If you were right, why does it work when I set "export limit 770000 action disable" but not when I set "export limit 700000" or "export limit 750000"? "It works" means that the BGP session has not been disabled for a week.
(alternately, you're getting different routes from each of your providers, so if you add them together and remove the duplicates, you have more than 700k routes. I have more than 700k routes in my default-free zone)

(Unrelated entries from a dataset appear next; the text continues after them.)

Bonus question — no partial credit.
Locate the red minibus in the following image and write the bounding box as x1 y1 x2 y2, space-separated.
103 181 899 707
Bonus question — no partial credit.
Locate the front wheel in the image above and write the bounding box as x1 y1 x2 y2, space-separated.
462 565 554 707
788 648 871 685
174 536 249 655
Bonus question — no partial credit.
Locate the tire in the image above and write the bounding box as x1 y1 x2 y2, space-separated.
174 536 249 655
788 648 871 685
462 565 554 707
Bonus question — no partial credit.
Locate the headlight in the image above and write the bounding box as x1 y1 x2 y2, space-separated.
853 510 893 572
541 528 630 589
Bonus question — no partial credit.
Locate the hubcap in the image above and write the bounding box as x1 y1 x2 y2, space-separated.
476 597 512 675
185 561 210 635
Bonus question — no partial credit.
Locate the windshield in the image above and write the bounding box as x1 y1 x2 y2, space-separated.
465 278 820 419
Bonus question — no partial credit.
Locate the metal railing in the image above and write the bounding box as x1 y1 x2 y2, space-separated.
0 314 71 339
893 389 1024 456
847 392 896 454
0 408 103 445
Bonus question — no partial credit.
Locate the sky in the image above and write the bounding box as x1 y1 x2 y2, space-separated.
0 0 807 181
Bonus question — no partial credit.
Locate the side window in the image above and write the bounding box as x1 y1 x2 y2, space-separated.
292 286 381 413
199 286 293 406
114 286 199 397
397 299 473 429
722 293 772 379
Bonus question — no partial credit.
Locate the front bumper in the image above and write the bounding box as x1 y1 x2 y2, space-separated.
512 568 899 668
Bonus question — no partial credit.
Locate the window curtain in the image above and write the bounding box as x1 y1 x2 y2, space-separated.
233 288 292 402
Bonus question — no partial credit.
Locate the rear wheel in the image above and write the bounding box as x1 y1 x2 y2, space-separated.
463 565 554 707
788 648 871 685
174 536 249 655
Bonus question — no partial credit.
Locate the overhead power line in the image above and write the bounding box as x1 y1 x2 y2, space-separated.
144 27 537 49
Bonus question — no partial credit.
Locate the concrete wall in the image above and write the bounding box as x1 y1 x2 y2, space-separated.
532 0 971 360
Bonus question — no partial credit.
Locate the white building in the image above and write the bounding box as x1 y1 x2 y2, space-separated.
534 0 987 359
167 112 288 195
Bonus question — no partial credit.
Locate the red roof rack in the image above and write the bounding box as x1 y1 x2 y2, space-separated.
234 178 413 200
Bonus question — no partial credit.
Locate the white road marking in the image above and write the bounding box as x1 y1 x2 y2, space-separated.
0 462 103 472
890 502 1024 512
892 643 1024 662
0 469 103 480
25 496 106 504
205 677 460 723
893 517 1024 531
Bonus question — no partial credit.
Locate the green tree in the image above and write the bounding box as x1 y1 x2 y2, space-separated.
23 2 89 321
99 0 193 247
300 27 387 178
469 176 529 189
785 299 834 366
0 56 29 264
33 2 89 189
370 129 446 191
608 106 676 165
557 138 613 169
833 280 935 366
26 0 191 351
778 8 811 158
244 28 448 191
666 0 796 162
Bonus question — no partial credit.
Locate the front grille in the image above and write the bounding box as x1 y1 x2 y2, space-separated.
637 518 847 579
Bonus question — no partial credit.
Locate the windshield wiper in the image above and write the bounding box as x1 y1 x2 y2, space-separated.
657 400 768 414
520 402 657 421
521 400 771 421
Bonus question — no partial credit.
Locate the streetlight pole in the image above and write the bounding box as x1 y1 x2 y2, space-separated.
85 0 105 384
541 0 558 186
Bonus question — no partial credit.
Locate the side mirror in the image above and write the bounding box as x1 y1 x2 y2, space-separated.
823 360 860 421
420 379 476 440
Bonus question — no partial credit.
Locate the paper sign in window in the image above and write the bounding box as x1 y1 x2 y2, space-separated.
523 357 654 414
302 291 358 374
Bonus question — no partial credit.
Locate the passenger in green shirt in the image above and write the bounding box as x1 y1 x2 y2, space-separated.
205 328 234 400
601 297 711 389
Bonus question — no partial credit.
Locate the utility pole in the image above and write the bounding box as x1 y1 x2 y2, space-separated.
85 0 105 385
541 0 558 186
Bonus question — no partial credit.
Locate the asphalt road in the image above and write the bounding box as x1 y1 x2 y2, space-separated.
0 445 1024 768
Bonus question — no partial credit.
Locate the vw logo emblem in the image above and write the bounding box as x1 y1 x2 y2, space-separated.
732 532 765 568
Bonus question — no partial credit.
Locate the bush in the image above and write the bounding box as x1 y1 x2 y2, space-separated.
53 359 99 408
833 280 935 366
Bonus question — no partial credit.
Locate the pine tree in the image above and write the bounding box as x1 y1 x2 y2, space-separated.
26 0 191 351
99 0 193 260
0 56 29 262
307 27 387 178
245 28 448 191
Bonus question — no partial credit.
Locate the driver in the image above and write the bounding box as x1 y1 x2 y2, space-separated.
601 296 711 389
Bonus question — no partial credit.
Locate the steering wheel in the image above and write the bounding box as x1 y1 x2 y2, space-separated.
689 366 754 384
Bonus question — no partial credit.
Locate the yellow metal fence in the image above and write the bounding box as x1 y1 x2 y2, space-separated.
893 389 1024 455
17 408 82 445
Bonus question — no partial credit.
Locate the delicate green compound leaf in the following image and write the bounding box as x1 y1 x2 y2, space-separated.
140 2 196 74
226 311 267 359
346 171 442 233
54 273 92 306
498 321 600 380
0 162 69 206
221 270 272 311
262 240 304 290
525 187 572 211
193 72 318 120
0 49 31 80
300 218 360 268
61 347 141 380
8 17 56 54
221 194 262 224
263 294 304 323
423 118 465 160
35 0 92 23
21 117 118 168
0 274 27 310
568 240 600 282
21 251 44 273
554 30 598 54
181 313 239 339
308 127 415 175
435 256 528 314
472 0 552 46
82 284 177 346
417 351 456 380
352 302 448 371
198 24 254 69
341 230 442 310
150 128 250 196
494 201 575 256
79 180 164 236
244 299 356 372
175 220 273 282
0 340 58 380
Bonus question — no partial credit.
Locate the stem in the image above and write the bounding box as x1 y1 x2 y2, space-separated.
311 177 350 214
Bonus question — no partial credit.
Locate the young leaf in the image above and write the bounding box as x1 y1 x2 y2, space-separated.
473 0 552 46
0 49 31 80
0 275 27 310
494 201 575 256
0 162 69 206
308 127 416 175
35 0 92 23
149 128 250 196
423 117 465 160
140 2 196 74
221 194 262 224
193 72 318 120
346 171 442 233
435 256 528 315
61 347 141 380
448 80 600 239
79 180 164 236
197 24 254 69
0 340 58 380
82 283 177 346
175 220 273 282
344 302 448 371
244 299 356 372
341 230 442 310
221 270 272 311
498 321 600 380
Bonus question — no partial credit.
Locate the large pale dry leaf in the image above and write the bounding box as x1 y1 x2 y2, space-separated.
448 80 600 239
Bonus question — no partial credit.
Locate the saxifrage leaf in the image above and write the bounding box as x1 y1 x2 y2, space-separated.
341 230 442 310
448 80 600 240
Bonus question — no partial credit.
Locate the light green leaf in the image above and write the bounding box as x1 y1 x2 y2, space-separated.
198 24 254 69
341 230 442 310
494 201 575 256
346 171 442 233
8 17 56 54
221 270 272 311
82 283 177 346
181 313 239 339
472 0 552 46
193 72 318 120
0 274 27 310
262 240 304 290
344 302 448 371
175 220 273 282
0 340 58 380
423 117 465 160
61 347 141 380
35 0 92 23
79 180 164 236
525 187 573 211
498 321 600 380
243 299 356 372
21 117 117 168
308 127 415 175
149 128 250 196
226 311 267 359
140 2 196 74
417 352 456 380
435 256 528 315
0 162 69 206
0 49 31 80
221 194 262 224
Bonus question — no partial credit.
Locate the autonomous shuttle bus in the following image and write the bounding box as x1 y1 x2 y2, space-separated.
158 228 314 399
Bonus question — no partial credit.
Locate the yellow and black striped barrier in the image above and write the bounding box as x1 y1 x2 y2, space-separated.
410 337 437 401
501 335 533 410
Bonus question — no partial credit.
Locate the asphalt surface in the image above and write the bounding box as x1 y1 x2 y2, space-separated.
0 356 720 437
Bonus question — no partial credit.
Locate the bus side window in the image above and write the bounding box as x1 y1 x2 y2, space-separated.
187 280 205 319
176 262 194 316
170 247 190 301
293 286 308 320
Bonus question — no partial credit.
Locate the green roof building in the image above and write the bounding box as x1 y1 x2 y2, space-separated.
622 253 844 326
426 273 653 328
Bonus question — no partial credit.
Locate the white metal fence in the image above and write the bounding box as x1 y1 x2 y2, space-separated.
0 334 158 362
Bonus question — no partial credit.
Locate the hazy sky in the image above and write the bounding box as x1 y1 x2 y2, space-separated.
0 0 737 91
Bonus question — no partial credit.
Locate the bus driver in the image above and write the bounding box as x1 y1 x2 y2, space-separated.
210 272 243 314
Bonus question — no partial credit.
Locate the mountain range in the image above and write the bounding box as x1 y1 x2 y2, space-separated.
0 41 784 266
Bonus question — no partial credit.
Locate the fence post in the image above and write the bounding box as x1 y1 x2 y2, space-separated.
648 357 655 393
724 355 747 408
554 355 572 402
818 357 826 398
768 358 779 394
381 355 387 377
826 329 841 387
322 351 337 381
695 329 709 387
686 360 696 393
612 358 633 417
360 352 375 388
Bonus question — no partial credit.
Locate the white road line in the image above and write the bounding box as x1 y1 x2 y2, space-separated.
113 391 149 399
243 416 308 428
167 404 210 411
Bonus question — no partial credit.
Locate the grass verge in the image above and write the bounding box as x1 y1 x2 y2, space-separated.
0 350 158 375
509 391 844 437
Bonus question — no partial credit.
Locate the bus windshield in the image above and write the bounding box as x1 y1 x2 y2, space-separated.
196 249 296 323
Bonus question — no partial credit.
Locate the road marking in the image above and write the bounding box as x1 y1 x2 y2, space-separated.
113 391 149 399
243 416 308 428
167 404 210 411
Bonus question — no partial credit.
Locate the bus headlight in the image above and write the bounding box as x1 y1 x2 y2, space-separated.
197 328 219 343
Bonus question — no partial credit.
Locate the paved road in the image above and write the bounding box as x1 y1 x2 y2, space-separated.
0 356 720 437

It seems not: # birdc sh route protocol bgp_upstream1 | grep -Po "[0-9./]+(?=[ ]+via)" > bgp_upstream1 # birdc sh route protocol bgp_upstream2 | grep -Po "[0-9./]+(?=[ ]+via)" > bgp_upstream2 # birdc sh route export bgp_downstream | wc -l 683219 # wc -l bgp_upstream1 bgp_upstream2 679509 bgp_upstream1 682975 bgp_upstream2 1362484 total # sort -n bgp_upstream1 bgp_upstream2 | uniq | wc -l 683218 ^ gap is the static route. As I have said in my first mail, I have a gap of approximately 3500-4000 different routes between my two upstreams (add routes and remove duplicates routes), less than my filter: # sort -n bgp_upstream1 bgp_upstream2 | uniq -c | grep -E "^[ ]+1 " | wc -l 3952 How is it possible that the sum of routes received from my upstreams minus duplicates ones exceeds 750k when I use "receive limit 700000" on each upstream? This would mean that an upstream sometimes removes correct routes before inserting rogue or disaggregated ones. If not, the "receive limit" on upstreams would be effective. I'm stuck on this point.